It started with the flashback I had from the Gulf War right at the time the Iraq War started. After that, everything regarding my emotional state changed. I went from being the strong woman who hardly ever cried in front of anyone to the woman that made bad choices, was more sensitive to life’s events, and cried all the time. I did this for 4 years until I finally went to the VA Hospital to see what was wrong with me.
I was diagnosed around 2008 with major depressive disorder. My family and friends were very supportive by checking on me from time to time, by not trying to fix me, and just being there to listen. The company I worked for at the time was very supportive as well. I went through Cognitive Behavioral Therapy, in which I started out seeing my therapist once a week. (who I still see to this day at least once a month as a way to stay mentally healthy) I was allowed to use FMLA for my appointments and time away from work if needed.

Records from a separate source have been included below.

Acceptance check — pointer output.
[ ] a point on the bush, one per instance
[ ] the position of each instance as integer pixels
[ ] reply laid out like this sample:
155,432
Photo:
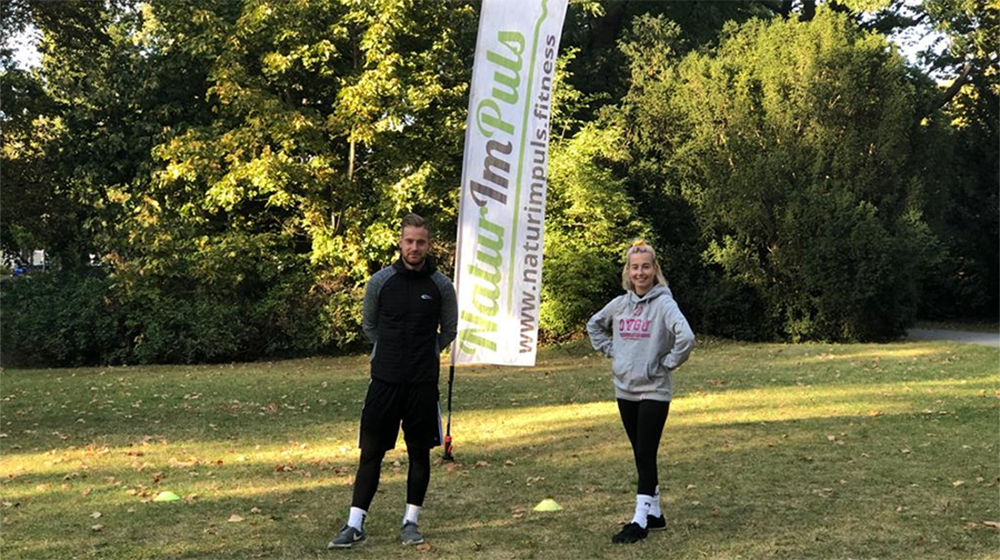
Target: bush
58,319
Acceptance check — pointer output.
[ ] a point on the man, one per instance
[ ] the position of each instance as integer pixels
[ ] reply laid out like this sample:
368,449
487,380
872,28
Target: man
405,304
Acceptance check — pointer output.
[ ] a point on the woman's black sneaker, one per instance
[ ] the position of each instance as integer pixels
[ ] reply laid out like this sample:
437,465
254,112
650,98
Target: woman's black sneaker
630,533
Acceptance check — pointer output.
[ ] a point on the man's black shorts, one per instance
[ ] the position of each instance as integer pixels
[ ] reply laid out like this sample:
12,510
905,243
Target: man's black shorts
386,405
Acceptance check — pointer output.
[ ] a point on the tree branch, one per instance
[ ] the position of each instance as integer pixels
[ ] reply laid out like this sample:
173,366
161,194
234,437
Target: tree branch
952,91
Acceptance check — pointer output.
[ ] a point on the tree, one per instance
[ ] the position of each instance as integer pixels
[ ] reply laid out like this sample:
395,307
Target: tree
796,144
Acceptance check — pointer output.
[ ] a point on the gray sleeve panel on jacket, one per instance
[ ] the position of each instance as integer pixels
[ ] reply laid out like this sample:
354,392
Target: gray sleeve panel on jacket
449,310
369,317
683,337
599,328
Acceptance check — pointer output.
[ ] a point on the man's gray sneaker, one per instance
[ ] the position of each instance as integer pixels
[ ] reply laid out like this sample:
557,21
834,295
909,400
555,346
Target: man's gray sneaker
348,537
411,533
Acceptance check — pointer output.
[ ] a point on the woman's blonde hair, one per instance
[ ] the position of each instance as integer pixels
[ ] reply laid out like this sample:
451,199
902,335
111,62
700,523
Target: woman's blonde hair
640,246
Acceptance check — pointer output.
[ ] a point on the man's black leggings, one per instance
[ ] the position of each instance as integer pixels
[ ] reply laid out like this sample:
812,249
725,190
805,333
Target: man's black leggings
417,479
644,421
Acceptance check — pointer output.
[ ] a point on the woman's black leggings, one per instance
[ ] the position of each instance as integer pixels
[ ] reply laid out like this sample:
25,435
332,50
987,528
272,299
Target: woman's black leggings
417,479
644,421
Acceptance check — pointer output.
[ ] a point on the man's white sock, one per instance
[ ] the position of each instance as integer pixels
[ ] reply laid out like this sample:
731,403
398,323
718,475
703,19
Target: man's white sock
412,514
654,510
643,503
356,518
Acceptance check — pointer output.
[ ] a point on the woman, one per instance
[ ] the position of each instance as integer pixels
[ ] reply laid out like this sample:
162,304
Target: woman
649,339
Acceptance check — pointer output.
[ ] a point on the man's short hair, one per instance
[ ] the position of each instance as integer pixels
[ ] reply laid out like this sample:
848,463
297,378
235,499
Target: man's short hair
413,220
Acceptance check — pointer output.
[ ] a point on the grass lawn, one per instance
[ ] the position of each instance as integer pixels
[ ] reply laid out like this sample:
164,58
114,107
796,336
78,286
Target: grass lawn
967,325
771,451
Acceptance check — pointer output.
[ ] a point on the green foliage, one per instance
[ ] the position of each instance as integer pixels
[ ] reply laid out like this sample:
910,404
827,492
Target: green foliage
591,221
57,319
794,143
241,166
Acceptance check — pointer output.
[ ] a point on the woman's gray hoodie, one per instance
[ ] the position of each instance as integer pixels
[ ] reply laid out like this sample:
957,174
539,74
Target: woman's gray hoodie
650,338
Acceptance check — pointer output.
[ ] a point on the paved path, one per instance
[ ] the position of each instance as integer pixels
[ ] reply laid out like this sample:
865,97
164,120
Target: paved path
968,337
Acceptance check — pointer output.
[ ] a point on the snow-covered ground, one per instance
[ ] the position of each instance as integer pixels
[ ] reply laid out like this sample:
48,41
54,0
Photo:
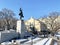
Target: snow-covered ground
41,42
36,41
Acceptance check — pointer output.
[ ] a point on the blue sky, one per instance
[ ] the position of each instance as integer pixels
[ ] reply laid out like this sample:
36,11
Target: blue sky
34,8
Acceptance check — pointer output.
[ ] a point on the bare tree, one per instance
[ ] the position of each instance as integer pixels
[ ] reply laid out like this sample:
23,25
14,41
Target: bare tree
8,18
52,22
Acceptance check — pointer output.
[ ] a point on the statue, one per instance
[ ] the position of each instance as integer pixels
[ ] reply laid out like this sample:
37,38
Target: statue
21,14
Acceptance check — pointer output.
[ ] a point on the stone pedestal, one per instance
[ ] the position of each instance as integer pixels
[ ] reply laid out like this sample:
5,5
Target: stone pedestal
21,28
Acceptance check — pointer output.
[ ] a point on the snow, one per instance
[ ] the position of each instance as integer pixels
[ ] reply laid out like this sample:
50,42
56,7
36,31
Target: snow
36,39
49,41
41,42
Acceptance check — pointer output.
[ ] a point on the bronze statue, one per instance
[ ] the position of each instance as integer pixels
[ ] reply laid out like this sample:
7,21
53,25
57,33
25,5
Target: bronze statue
21,14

The major challenge I faced while going through recovery was the voice in my head, the stories I told myself about having a mental health condition. I wasn’t very nice to myself.
I’ve done a complete 180 since 2003. I’m nicer to myself. I know how to quiet down the negative inner talk if it tries to surface, and I know what it means to truly love myself and all that I am, as I am.
My hope for the future is that I am of service to as many people as I’m able to reach, to inspire them with my story, and share the many tools I’ve learned over the years to stay mentally healthy.
Recovery to me means doing the necessary things or taking the necessary steps to prevent further injury.
To anyone facing some of the same difficulties I had in the past I would tell them start somewhere, anywhere if you’re feeling off. Don’t wait or put it off. Talk to someone, try to find a therapist or licensed counselor (a professional), research your symptoms (how you’re feeling), take baby steps and don’t give up on yourself if change isn’t happening as fast as you want it to.